African Americans and the Literary Arts: A Journey of Expression and Struggle

Celebrating Black History

The vibrancy and depth of Black history are vividly reflected in the artistic legacies it has produced. The African American journey is characterized by both unspeakable struggle and unyielding creativity, and the arts have served as a powerful tool for self-expression, activism, and the preservation of a rich cultural heritage. The Harlem Renaissance was a quintessential example of how art could be a potent force for change, a beacon of hope, and a platform for the unheard. 

Embark on a journey through Dover's Black History Month titles and explore the words of some of these literary luminaries from the Harlem Renaissance.

The Voices That Changed a Nation

The Harlem Renaissance was a cultural eruption that gave birth to many black literary luminaries. Rudolph Fisher published his first novel in 1928, The Walls of Jericho, a satire of Jazz-Age Harlem, highlighting the racial and class divides of the day. Fisher was a true Renaissance man—a doctor, orator, music arranger, and writer. He graduated from Brown University with a dual biology and English major and from Howard University Medical School.
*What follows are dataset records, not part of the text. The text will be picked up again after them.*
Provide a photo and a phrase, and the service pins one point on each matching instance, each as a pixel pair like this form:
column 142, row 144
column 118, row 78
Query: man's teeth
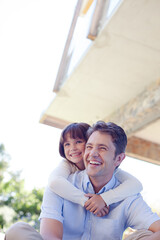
column 75, row 154
column 93, row 162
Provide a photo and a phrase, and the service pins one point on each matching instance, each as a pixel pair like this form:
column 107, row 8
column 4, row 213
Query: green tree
column 16, row 203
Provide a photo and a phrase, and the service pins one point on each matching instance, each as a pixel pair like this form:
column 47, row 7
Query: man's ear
column 120, row 157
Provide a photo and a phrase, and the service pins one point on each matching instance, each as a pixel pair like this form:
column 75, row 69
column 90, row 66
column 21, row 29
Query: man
column 105, row 150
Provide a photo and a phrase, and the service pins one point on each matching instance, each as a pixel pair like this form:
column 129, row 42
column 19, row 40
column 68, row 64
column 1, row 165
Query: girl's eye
column 103, row 148
column 88, row 147
column 66, row 144
column 79, row 141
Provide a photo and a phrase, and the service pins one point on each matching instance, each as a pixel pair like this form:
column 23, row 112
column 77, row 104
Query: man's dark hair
column 117, row 133
column 76, row 130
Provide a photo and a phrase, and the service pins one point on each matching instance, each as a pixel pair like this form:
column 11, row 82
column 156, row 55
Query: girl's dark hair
column 117, row 133
column 76, row 130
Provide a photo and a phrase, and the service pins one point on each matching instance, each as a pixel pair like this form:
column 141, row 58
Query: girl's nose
column 94, row 152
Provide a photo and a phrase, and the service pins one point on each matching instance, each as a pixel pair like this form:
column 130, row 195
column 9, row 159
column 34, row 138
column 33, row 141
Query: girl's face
column 74, row 150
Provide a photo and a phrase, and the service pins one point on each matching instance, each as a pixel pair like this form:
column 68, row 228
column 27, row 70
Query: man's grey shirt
column 81, row 224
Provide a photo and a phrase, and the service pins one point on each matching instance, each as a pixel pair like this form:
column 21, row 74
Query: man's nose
column 73, row 146
column 94, row 152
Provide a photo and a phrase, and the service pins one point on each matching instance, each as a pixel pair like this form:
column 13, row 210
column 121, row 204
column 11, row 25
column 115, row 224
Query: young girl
column 71, row 147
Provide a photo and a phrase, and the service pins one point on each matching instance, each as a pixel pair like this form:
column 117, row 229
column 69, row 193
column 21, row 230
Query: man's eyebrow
column 103, row 145
column 88, row 143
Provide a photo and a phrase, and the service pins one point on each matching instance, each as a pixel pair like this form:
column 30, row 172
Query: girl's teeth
column 93, row 162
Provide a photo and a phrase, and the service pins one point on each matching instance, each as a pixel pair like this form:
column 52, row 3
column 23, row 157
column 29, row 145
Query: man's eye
column 88, row 147
column 103, row 148
column 79, row 141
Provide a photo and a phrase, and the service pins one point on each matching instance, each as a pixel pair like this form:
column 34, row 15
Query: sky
column 32, row 39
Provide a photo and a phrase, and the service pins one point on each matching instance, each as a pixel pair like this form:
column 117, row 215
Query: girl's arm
column 59, row 184
column 128, row 187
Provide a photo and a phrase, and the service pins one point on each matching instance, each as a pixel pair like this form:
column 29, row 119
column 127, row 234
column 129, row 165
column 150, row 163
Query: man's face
column 99, row 157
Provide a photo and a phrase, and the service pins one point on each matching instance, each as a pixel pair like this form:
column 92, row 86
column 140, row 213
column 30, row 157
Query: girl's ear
column 120, row 157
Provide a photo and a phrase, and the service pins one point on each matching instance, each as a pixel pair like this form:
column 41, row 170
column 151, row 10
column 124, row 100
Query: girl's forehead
column 69, row 136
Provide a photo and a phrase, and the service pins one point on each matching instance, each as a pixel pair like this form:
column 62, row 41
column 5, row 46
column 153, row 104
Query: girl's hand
column 103, row 212
column 96, row 205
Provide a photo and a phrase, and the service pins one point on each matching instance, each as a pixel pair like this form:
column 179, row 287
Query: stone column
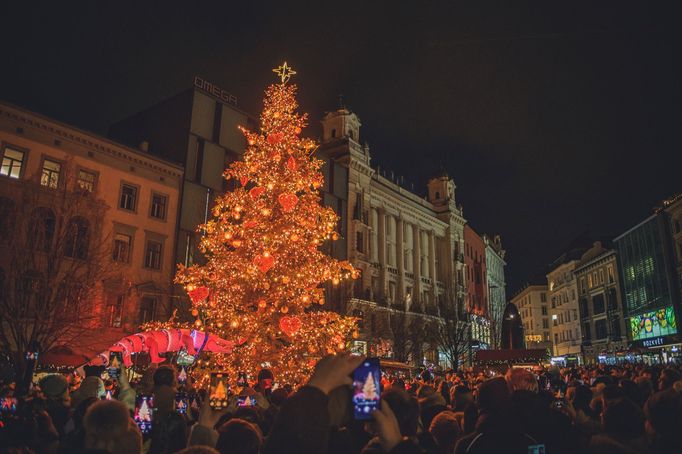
column 400, row 259
column 416, row 256
column 432, row 266
column 382, row 252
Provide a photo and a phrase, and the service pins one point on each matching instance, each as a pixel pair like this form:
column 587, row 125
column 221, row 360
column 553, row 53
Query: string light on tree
column 261, row 283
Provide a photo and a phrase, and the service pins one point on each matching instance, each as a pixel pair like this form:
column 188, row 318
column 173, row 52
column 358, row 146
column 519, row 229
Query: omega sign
column 215, row 91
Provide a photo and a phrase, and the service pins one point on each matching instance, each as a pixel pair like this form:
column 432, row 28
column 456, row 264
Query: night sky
column 553, row 120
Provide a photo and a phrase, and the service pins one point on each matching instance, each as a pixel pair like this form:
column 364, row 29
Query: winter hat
column 54, row 386
column 91, row 387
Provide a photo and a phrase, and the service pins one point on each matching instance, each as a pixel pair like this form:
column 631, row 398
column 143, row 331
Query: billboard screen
column 652, row 324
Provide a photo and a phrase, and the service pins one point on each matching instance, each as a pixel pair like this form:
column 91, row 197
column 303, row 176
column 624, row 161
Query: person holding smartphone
column 303, row 424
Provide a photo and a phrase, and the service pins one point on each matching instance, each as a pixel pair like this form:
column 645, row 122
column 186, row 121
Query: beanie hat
column 54, row 386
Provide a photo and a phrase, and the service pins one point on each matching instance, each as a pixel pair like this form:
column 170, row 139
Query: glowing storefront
column 649, row 286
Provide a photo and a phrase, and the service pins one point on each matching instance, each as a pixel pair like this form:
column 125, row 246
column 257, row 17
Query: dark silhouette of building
column 512, row 329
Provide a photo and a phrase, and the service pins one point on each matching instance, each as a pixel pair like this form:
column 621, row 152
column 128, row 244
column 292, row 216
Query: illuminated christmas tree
column 264, row 267
column 220, row 393
column 369, row 389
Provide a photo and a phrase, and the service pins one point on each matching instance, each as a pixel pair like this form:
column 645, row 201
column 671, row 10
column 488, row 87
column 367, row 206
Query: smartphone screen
column 366, row 389
column 144, row 413
column 242, row 381
column 246, row 401
column 184, row 358
column 182, row 375
column 8, row 405
column 558, row 403
column 115, row 361
column 181, row 402
column 217, row 391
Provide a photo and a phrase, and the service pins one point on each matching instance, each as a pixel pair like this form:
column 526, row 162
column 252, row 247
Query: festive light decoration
column 263, row 265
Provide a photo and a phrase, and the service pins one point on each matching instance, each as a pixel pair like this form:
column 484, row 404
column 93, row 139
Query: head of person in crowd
column 493, row 396
column 108, row 427
column 406, row 410
column 446, row 431
column 238, row 436
column 667, row 378
column 55, row 388
column 521, row 380
column 663, row 412
column 278, row 397
column 460, row 397
column 623, row 419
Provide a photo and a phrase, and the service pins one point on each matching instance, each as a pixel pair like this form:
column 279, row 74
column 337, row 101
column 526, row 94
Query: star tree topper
column 284, row 72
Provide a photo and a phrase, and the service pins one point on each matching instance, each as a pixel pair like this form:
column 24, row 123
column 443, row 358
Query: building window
column 609, row 272
column 158, row 208
column 598, row 304
column 359, row 242
column 128, row 199
column 147, row 309
column 77, row 238
column 600, row 329
column 86, row 180
column 615, row 328
column 12, row 163
column 122, row 245
column 115, row 314
column 50, row 175
column 360, row 315
column 152, row 257
column 42, row 228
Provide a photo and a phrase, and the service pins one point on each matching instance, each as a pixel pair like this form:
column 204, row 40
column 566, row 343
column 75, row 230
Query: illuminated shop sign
column 652, row 342
column 650, row 325
column 214, row 90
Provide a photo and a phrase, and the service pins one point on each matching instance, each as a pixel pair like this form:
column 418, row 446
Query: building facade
column 650, row 287
column 198, row 129
column 673, row 209
column 497, row 299
column 533, row 307
column 600, row 306
column 410, row 250
column 565, row 326
column 477, row 287
column 139, row 195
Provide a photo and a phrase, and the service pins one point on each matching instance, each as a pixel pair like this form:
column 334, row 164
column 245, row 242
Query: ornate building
column 128, row 226
column 533, row 306
column 562, row 294
column 497, row 299
column 410, row 250
column 600, row 305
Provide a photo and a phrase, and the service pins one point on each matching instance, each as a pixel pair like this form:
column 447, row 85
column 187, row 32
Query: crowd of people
column 597, row 409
He moved to New York in 1926 and became part of the Harlem Renaissance; Langston Hughes called him “the wittiest of these New Negroes of Harlem.”

Walls of Jericho by Rudolph Fisher

Countee Cullen was a poet, playwright, and novelist. A graduate of both Harvard University and New York University, Cullen's informal education was shaped by Black culture and ideas. In contrast, his formal education was dominated by white culture, a dichotomy that profoundly impacted his writing. Copper Sun  is his second poetry collection, accompanied by seventeen beautiful Art Deco illustrations from the original publication. The collection of over fifty poems spotlights Cullen's experiences as a Black, Christian, bisexual man in the 1920s and 30s. 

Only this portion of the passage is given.